Holocaust-Klagen ermöglicht

Ein Bundesrichter in New York ebnet den Weg für Holocaust-Klagen gegen europäische Versicherungen. Ein Armutszeugnis für jene Kommission, die das hätte verhindern sollen.

Von Peter Hossli

Während der Wirren des Zweiten Weltkriegs gingen hunderttausende von Policen verloren, blieben unbezahlt oder fielen den Ausstellern anheim. Um Sammelklagen und Boykotte abzuwehren, setzten europäische Versicherungen 1998 die International Commission on Holocaust Era Insurance Claims (ICHEIC) unter Leitung des einstigen US-Aussenministers Lawrence Eagleburger ein. Mit der Aussicht auf Rechtsschutz traten ihr «Zürich», «Winterthur», Generali, die deutsche Allianz sowie AXA aus Frankreich bei. Insgesamt 90 Millionen Dollar sagten sie der ICHEIC zu. Die Kommission sollte die Ansprüche der Opfer klären.

Deren Bemühungen erhielten nun einen entscheidenden Dämpfer. Amerikanische Gerichte böten Holocaust-Opfern weit mehr juristische Möglichkeiten als europäische. Insofern seien Klagen gegen Versicherungsgesellschaften in den USA besser aufgehoben. So begründete Bundesrichter Michael Mukasey vergangene Woche seinen Entscheid, zwölf Klagen gegen zwei europäische Versicherer zuzulassen.
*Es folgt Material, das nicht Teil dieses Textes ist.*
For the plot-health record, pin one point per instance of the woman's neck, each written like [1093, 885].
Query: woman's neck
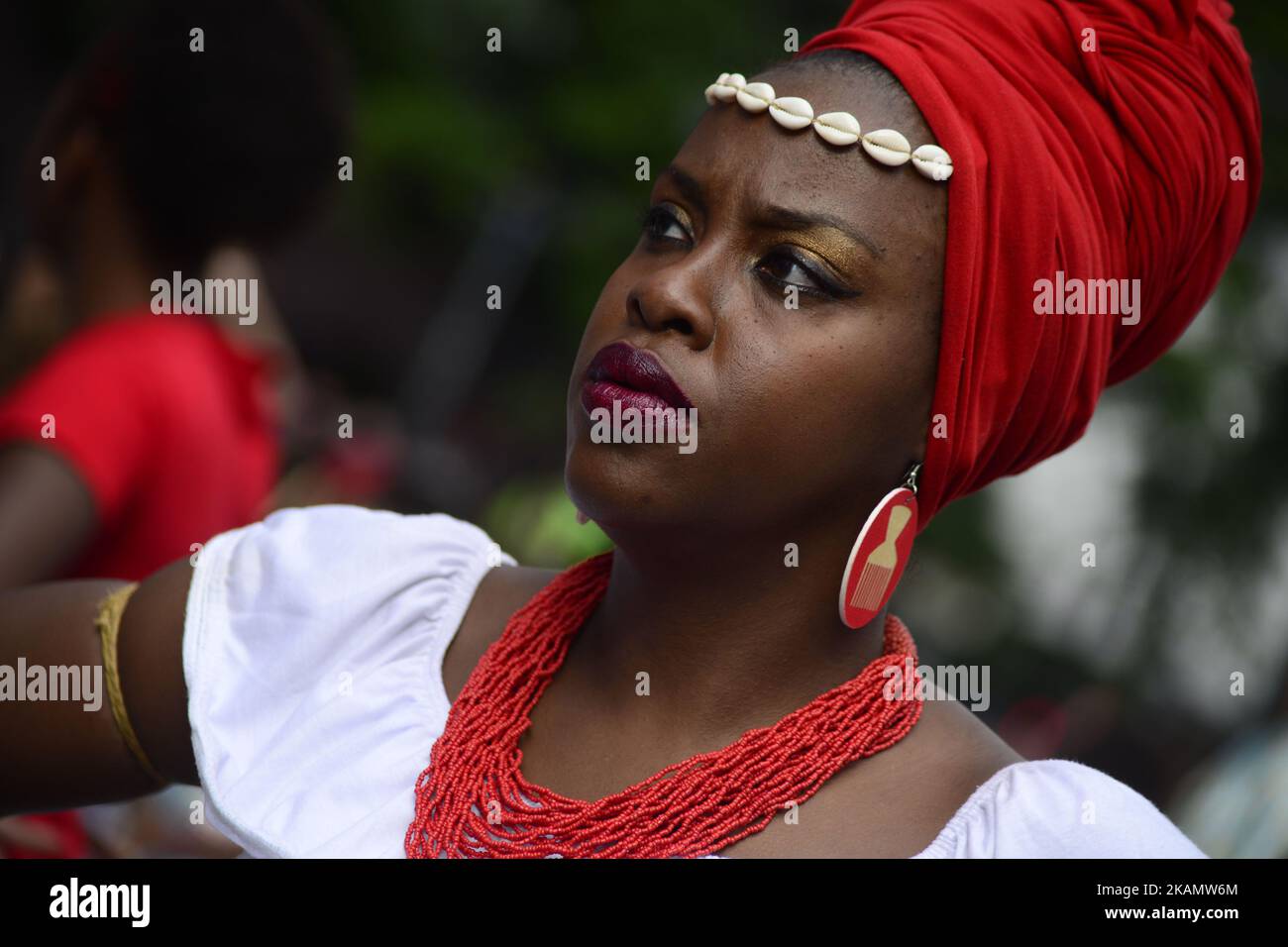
[729, 635]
Er schmetterte damit ein Begehren der Zurich Life und der italienischen Assicurazioni Generali ab, die Zuständigkeit der US-Gerichte für nichtig zu erklären. Zu teuer und zu langwierig wäre es, die Klagen nach Europa zu transferieren, begründete Mukasey den wegweisenden Entscheid. Dort sei es zudem nicht möglich, Sammelklagen einzureichen, was jene Opfer benachteilige, die noch nichts von ihren ausstehenden Policen wüssten.

Schweizer Versicherungen warten ab

Die Weisung betrifft bloss ein Dutzend Fälle, dürfte als Präzedenz aber schwer wiegende Folgen haben und zusätzliche Klagen ermöglichen. Allein die Zürich-Versicherung und Generali könnten die Sammelklagen über eine Milliarde Dollar kosten, sagt der Anwalt William Shernoff, der sechs Kläger vertritt. Er jedenfalls treibe die Klage mit «aller Kraft» voran.

Die Kommission, obwohl getragen von US-Regierung und jüdischen Organisationen, werde von den Versicherungen bezahlt und könne daher kaum als neutral gelten, schreibt Richter Mukasey in seiner Weisung. «Gerichte sind am besten dazu geeignet, Neutralität und Fairness zu garantieren», sagt Morris Ratner, der sechs Kläger gegen Zurich Life vertritt. Der Prozess sei langsam, aber fair. «Wir hängen uns rein und sind für den langen Kampf bereit», sagt er. Die Versicherungen würden die Fälle «gezielt verzögern» – bis alle Opfer verstorben seien.

«Wir erachten die ICHEIC nach wie vor als geeignet, die Ansprüche der Holocaust-Opfer zu klären», sagt eine Sprecherin von ICHEIC-Mitglied Winterthur Leben. «Wir haben den Entscheid zur Kenntnis genommen», so die Sprecherin der Zurich Financial Services, «alles andere warten wir ab.»